Suddenly the count operation on an index returned a few million less results than usual.
Looking at application logs I see stacktraces when trying to add a new document.
File "/myapp/MetaControl/MetaController.py", line 442, in save_av_analysis
self.av_db.index(index="av_index_two", doc_type="document", id=file_id, body={"av": unique_av_scans_vect}, request_timeout=3600)
File "/usr/local/lib/python2.7/site-packages/elasticsearch/client/utils.py", line 76, in _wrapped
return func(*args, params=params, **kwargs)
File "/usr/local/lib/python2.7/site-packages/elasticsearch/client/__init__.py", line 319, in index
_make_path(index, doc_type, id), params=params, body=body)
File "/usr/local/lib/python2.7/site-packages/elasticsearch/transport.py", line 318, in perform_request
status, headers_response, data = connection.perform_request(method, url, params, body, headers=headers, ignore=ignore, timeout=timeout)

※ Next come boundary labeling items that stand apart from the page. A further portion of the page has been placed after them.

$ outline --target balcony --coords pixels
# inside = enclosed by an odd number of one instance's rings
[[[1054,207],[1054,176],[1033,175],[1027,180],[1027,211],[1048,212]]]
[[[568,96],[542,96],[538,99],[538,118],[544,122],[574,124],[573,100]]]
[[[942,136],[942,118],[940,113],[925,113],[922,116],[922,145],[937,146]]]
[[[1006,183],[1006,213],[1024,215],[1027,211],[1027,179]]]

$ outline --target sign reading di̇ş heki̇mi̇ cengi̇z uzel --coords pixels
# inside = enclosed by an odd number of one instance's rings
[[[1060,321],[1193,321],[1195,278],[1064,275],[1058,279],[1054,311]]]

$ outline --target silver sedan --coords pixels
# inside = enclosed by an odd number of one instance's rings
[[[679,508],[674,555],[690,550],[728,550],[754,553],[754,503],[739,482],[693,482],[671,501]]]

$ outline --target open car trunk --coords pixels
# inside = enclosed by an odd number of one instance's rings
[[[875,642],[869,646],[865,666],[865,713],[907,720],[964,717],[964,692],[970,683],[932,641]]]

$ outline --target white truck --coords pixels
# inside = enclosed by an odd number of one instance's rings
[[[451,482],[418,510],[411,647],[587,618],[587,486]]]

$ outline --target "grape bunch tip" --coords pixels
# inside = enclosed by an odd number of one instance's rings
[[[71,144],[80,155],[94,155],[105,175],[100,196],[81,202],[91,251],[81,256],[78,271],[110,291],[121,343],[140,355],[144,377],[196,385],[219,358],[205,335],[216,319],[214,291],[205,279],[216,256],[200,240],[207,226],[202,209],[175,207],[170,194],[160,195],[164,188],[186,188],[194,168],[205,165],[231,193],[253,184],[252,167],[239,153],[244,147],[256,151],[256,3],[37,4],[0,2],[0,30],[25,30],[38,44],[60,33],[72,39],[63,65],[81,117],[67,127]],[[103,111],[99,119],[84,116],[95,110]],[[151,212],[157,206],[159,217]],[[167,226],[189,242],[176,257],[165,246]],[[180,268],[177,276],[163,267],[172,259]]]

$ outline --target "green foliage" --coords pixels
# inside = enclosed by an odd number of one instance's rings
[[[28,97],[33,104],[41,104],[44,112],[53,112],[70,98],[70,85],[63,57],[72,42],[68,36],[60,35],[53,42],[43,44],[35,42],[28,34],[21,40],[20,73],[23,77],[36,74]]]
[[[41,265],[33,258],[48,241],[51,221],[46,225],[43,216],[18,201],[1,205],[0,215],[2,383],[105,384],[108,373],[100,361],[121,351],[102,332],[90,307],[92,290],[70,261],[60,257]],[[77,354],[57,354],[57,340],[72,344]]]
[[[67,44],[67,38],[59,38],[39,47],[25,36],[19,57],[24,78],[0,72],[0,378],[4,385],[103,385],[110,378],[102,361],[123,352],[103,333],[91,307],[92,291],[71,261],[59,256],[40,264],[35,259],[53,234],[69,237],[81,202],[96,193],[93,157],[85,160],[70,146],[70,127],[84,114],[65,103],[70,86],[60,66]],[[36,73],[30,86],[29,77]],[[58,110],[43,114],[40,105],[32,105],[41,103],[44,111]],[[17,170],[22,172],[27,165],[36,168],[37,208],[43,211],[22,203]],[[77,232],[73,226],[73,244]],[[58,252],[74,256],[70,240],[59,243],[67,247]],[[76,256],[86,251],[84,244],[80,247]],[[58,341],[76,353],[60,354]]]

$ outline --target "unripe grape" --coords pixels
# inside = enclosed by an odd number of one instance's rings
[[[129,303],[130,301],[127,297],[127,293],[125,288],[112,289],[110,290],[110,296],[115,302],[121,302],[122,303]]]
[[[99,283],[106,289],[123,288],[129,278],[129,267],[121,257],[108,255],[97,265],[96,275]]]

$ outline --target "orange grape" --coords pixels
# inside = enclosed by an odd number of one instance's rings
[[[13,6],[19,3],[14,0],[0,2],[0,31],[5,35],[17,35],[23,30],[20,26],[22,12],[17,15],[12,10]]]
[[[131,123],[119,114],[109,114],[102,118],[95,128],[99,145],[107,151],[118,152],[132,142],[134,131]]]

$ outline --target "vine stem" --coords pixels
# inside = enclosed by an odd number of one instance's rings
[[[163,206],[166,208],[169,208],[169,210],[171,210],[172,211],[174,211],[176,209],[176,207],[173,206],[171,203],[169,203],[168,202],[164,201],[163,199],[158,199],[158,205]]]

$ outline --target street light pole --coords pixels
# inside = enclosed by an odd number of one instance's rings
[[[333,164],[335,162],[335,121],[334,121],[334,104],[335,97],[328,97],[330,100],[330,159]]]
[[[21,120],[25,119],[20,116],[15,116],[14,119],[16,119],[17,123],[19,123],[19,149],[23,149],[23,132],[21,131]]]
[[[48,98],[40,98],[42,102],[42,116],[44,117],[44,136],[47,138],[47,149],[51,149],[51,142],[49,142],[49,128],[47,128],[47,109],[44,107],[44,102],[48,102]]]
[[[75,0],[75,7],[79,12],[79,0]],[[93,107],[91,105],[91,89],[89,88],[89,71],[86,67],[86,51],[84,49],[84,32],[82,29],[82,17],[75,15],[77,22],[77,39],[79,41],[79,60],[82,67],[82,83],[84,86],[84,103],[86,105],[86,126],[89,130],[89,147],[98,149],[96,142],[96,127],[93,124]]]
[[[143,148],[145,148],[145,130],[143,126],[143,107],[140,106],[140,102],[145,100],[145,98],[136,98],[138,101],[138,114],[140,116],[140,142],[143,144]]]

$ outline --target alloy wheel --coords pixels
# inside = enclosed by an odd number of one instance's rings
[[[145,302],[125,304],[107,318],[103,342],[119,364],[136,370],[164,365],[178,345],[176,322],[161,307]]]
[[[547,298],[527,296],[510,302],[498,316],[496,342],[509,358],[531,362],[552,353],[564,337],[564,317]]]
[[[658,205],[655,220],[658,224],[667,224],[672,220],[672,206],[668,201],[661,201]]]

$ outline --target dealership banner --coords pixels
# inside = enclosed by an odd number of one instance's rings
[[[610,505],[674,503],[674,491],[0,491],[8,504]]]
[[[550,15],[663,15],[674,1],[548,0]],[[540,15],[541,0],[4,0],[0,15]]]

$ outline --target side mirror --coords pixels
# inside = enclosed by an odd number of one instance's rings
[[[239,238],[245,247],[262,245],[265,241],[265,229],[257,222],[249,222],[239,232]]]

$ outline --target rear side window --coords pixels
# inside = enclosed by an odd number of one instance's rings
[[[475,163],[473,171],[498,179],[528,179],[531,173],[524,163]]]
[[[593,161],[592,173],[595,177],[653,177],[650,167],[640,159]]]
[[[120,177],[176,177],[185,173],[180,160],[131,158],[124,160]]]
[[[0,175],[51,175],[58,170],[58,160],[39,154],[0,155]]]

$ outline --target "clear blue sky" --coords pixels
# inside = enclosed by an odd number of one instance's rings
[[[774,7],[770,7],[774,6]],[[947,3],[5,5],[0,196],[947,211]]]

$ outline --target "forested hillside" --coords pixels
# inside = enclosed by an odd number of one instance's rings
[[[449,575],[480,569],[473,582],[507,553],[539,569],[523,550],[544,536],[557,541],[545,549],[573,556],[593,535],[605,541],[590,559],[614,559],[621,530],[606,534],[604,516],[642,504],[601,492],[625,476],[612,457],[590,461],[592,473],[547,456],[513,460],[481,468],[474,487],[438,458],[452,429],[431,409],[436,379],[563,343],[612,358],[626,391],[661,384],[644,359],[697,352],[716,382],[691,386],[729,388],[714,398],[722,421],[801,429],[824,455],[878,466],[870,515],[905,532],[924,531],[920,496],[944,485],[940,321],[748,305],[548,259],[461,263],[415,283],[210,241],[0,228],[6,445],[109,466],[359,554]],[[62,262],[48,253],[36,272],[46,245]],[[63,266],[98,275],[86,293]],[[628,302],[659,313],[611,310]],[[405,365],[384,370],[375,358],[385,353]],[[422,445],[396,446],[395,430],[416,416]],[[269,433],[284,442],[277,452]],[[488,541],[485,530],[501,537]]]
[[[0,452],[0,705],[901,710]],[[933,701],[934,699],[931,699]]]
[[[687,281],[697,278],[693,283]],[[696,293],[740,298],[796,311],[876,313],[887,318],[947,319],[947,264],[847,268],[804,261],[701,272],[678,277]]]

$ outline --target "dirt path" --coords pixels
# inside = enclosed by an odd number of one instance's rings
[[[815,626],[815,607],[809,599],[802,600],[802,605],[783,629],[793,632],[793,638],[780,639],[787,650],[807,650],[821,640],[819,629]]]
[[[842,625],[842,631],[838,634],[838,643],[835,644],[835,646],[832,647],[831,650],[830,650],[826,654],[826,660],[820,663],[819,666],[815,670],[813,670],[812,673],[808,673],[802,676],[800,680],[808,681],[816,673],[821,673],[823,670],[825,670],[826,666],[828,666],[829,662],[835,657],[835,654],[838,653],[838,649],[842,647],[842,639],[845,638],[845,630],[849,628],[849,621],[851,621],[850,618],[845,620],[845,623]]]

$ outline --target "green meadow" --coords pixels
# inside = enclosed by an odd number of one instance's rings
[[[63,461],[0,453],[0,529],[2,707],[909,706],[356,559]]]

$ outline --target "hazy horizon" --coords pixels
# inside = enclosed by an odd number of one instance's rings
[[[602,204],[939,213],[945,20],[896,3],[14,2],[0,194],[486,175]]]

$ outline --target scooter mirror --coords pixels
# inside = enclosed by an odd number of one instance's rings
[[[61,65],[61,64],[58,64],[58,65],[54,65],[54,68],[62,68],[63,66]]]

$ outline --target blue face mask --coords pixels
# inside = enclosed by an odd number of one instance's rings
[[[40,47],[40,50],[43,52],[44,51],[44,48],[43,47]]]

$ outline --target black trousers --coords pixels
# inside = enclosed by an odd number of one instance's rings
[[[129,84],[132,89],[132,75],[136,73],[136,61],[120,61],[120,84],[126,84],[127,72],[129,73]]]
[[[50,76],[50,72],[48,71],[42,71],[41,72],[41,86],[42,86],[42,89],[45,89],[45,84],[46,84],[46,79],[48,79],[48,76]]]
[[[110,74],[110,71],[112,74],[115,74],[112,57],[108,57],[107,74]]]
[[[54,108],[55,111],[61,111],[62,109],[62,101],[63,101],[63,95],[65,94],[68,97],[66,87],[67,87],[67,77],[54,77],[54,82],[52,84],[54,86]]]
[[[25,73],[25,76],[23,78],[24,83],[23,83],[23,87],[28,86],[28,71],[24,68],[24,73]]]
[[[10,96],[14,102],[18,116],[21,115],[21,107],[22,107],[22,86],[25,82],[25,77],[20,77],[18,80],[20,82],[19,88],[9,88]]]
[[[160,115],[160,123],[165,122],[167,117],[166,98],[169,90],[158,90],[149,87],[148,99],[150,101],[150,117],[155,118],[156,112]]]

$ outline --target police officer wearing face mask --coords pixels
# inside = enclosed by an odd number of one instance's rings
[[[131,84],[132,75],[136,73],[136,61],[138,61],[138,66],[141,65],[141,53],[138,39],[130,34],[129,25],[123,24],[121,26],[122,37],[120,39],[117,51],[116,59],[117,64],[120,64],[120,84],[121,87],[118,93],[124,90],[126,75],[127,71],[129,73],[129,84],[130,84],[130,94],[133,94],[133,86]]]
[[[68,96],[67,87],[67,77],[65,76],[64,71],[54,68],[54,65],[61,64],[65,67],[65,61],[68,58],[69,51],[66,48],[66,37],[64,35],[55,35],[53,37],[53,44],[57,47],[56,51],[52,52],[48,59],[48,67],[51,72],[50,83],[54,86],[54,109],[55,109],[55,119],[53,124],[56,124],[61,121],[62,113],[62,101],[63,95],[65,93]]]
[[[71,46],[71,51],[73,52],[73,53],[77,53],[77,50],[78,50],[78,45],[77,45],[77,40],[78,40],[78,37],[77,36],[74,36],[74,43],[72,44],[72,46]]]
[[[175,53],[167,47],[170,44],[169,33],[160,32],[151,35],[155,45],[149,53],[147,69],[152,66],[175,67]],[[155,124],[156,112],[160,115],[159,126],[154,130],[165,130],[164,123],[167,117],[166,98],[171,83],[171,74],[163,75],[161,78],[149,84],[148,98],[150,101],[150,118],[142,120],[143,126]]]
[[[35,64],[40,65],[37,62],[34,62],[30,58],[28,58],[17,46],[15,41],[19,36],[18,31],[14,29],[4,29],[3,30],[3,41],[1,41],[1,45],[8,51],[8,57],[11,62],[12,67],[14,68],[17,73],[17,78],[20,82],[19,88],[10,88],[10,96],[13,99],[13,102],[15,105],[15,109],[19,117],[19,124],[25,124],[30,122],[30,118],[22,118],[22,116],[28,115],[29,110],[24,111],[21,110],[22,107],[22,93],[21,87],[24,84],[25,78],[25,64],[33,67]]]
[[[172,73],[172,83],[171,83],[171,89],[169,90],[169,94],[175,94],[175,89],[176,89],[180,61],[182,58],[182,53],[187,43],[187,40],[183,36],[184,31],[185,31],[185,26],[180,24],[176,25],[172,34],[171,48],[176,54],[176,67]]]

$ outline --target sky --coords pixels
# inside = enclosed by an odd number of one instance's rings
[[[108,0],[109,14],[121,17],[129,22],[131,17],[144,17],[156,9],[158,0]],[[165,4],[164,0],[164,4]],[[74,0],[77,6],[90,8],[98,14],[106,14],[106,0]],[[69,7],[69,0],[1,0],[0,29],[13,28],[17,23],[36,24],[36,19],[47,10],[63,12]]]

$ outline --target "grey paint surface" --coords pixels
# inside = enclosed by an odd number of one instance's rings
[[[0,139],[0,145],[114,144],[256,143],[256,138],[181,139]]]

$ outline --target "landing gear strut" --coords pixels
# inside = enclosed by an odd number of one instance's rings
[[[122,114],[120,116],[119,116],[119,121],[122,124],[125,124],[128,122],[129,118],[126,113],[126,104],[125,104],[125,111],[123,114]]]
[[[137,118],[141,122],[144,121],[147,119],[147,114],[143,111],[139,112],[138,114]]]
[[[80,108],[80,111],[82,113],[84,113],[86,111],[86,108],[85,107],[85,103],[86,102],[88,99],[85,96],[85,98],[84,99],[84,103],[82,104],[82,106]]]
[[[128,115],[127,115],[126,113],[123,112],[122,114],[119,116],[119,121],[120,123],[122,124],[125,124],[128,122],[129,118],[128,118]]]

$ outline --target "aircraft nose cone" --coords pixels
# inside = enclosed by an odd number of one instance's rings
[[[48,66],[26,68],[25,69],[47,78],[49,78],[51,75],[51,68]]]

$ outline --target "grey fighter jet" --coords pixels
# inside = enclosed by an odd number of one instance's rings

File "/usr/local/lib/python2.7/site-packages/elasticsearch/connection/http_urllib3.py", line 186, in perform_request
self._raise_error(response.status, raw_data)
File "/usr/local/lib/python2.7/site-packages/elasticsearch/connection/base.py", line 125, in _raise_error
raise HTTP_EXCEPTIONS.get(status_code, TransportError)(status_code, error_message, additional_info)
2020-05-18T14:15:12+00:00 codexserver.local worker_private_vt[956]: TransportError: TransportError(503, u'unavailable_shards_exception', u'[av_index_two][1] primary shard is not active Timeout: [1m], request: [BulkShardRequest [[av_index_two][1]] containing [index {[av_index_two][document][REDACTED], source[{"av":["REDACTED2 (score:9)"]}]}]]')
Looking at the elasticsearch logs:
[2020-05-18T14:22:16,914][WARN ][r.suppressed ] path: /av_index_two/document/e1ec61a272e7489dc80741efd5a8c5672bc34dc1, params: {index=av_index_two, id=e1ec61a272e7489dc80741efd5a8c5672bc34dc1, type=document}
org.elasticsearch.action.UnavailableShardsException: [av_index_two][1] primary shard is not active Timeout: [1m], request: [BulkShardRequest [[av_index_two][1]] containing [index {[av_index_two][document][REDACTED], source[{"av":["REDACTEDstrings"]}]}]]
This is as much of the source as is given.